Supporters of a U.S.-led military strike against Syria have largely framed the issue as a matter of protecting global security by enforcing international law. Speaking Friday at the G-20 summit in Russia, President Obama stressed that the international norm against using chemical weapons must be maintained if that and other norms are to have any meaning.
But proponents of taking military action also have sought to cast the move as a moral imperative. “This is not the time to be spectators to a slaughter,” Secretary of State John Kerry told the Senate Foreign Relations Committee on Tuesday. “Neither our country nor our conscience can afford the cost of silence.” In his comments on Friday, Obama implicitly compared the debate over Syria to international inaction during the Rwandan genocide.
While the data from different surveys taken at different times varies, Americans generally are less willing to support foreign policies on moral or humanitarian grounds than when they are cast as directly benefiting the United States or its allies.
In February, when Gallup asked Americans how important various foreign-policy goals should be, 52% rated promoting and defending human rights in other countries as “very important.” Out of nine goals Gallup asked about, it ranked third from the bottom, ahead of “helping other countries build democracies” and “promoting economic development in other countries” (31% each). By far the strongest support — above 80% in each case — was given to goals related to U.S. national security and securing adequate energy supplies for the country.
A similar 2012 survey by the Chicago Council on Global Affairs found considerably less support than Gallup for moral or humanitarian foreign-policy goals. Of 11 possible goals CCGA asked about, the two lowest-scoring ones were “promoting and defending human rights in other countries” and “helping to bring a democratic form of government to other nations,” with 28% and 14%, respectively, calling those very important. The top-rated goals in that survey? Protecting the jobs of American workers (83% saying that was very important) and reducing U.S. dependence on foreign oil (77%).
More generally, in a 2008 poll 35% of Americans “strongly” agreed that the United States “has a moral obligation to take a leadership role in world affairs,” with another 25% “somewhat” agreeing.

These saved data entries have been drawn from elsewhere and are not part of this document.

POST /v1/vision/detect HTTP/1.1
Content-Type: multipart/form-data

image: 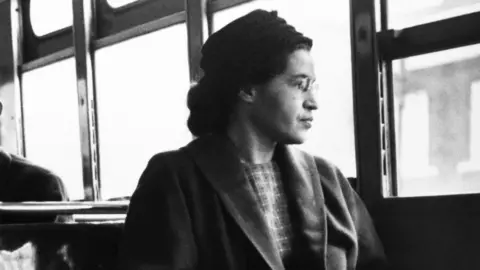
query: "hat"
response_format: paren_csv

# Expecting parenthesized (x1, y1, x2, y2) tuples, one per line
(200, 9, 312, 82)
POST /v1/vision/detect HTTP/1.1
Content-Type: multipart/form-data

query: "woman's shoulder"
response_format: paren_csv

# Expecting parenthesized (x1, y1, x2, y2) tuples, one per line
(146, 136, 217, 166)
(137, 147, 197, 186)
(146, 146, 194, 168)
(289, 146, 354, 190)
(289, 146, 341, 177)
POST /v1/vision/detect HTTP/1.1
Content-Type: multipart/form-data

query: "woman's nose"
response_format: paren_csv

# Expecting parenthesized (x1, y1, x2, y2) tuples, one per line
(304, 92, 318, 111)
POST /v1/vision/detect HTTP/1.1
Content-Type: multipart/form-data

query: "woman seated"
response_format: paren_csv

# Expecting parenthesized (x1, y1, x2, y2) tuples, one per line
(119, 9, 387, 270)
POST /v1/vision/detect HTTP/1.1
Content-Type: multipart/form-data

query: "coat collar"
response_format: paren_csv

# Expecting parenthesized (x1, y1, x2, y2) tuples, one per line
(275, 145, 327, 267)
(185, 134, 327, 269)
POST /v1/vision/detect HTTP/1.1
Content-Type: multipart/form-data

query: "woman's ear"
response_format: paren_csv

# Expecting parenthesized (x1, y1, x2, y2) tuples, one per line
(0, 101, 3, 116)
(238, 86, 257, 103)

In June, before the Syrian government’s reported use of chemical weapons, Americans in a Pew Research poll were almost equally divided on whether the country had “a moral obligation to do what it can to stop the violence in Syria.” Fully 49% agreed and 46% disagreed — though that was an increase from the 27% who said in December 2012 that the United States had such a responsibility. (However, when we asked again last week, as it became clear that President Obama had decided on airstrikes, Americans said they opposed such action 48% to 29%, with 23% undecided.)
A question in March 2011 about Libya found about as little sense of U.S. responsibility, though higher percentages said the U.S. had a responsibility to do something about the fighting in Darfur in 2006 (51%) and fighting between Serbs and Bosnians in Kosovo in 1999 (47%).